Income tax rules also encourage investors to plug money into land, it is possible to avail of an income tax exemption on up to €20,000 per annum of rental income derived from leased land.
Similarly, inheritance tax rules also make land the ideal asset for the super-wealthy to pass on a tax-efficient inheritance to their successors.
As the amount of land that comes available for sale in Ireland is particularly small, rising demand is a strong driver of relatively high prices.
Recent figures suggest about 0.3% of land, or less than 10,000 hectares per year, comes up for public sale in Ireland. At this rate, it would take about 350 years, on average, for any single plot of land to come on the open market. Instead, it is being passed on inter-generationally or transferred by private treaty for hundreds of years.
Historically, the amount of land coming to the market used to be much higher. In the early 1990s, over 30,000 hectares was being traded per year, about three times the amount that currently comes to the market.
Reasons behind the drop in land sales may be related to a generational glut in the profile of farmers. A lot of Ireland’s current farmers would have been in the prime of their working careers in the years from 1990, and a relatively low number of farmers retiring in this period would have reduced the amount of land available.
The introduction of contributory pensions, the early retirement scheme, the decoupling of subsidies and the creation of single farm payments, may also have had the effects of prolonging a farmer’s career and length of land ownership.
Historically, ageing farmers who were no longer able to farm due to physical infirmity, and faced impoverishment, would have been more inclined to sell, lease or transfer land.
Our existing system now results in “golden years” farmers who can be in receipt of pension and single farm payments with little or no farming effort required.
Looking at Ireland’s land ownership from a macro-economic point of view, what policies can be put in place to prevent productive land from being tied up by investors, or being held in a state of suspense by non-active farmers?
On the investment front, surely there is no need for tax-driven stimulus in the form of capital gains tax exemptions to encourage investors into Ireland’s already tight land market, nor for manipulation of inheritance tax rules by the super-wealthy.
The reliefs attaching to farm land should be applicable only to owners and successors who are actively farming the land.
Different countries take different approaches to controlling their land markets. For example, in France, the SAFER agency effectively controls the sale of land, the local council has first refusal on all land sales, effectively preventing get-rich-quick developer and speculator activity.
The programme also ensures that locals are given an opportunity to access local land.
Ireland’s farmers have fragmented land ownership, in many instances, they may own three or four plots of land distributed over a parish or more. This too was the case in France, prior to the introduction of SAFER in the 1960s.

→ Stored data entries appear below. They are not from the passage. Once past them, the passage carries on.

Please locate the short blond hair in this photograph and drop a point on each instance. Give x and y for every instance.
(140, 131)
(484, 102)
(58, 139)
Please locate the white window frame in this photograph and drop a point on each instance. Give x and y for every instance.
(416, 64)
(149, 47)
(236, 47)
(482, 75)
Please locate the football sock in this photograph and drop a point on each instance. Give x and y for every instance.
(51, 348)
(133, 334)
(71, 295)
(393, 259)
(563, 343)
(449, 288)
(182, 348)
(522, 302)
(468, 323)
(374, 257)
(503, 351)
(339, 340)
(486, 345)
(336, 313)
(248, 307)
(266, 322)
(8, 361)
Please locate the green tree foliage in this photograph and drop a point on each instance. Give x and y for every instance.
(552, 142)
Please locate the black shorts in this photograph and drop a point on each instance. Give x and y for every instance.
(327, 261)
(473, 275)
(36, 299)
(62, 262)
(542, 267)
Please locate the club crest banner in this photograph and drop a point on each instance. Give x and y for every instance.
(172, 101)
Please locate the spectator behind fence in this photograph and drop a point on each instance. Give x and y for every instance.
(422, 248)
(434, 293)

Since its introduction, land sales are skewed to offer an opportunity to neighbouring and new entrant farmers, helping existing French farmers enlarge their farms and consolidate land holdings.
Land ownership is a recurring hot issue in Ireland. At governmental level in the late 1970s, it was thought that some form of controls should be introduced.

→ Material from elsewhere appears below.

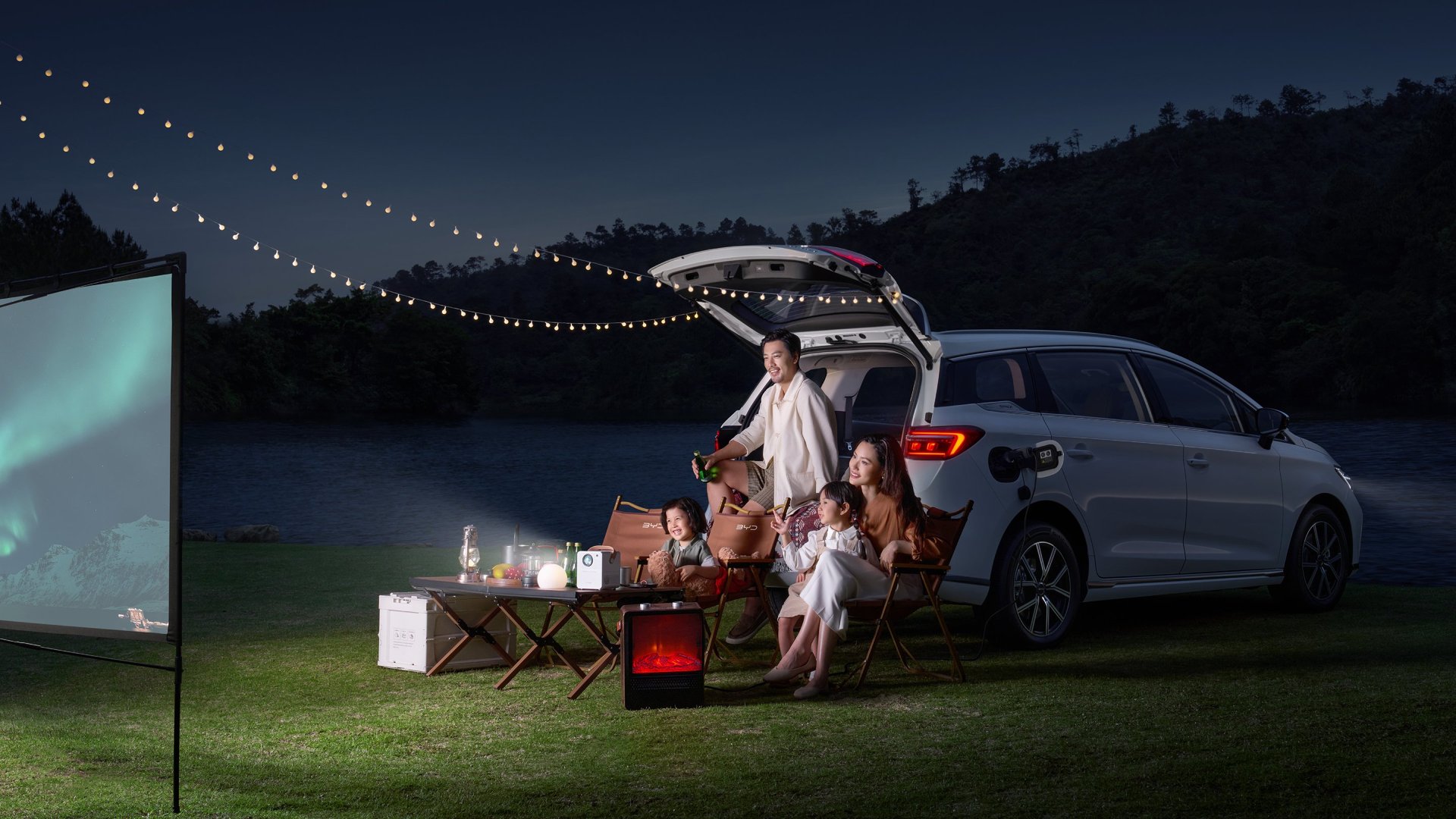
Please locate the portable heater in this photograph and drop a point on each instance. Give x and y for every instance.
(661, 656)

Opposition parties at the time pointed out that people outside agriculture were acquiring large tracts of land, with adverse effects on agriculture in general, but particularly on small-holders who had been hoping to increase their holdings.
It was noted by the Minister for Agriculture that land was being targeted by non-farmers as a hedge against inflation, such that small and medium sized family farmers had little or no possibility of getting a few extra acres, or at least getting them at some kind of reasonable price.
Various proposals were considered at the time, including the possibility of applying an annual charge, rate or levy on land owned by non-farmers. Other options included limiting of land purchases to those who have been farming or working on the land for a number of years, or who have spent some years receiving agricultural training.
It was noted by the Minister for Agriculture in 1978 that fundamental change was needed at that time.
Looking at Ireland 35 years later, it seems nothing has been done to address the same recurring issues.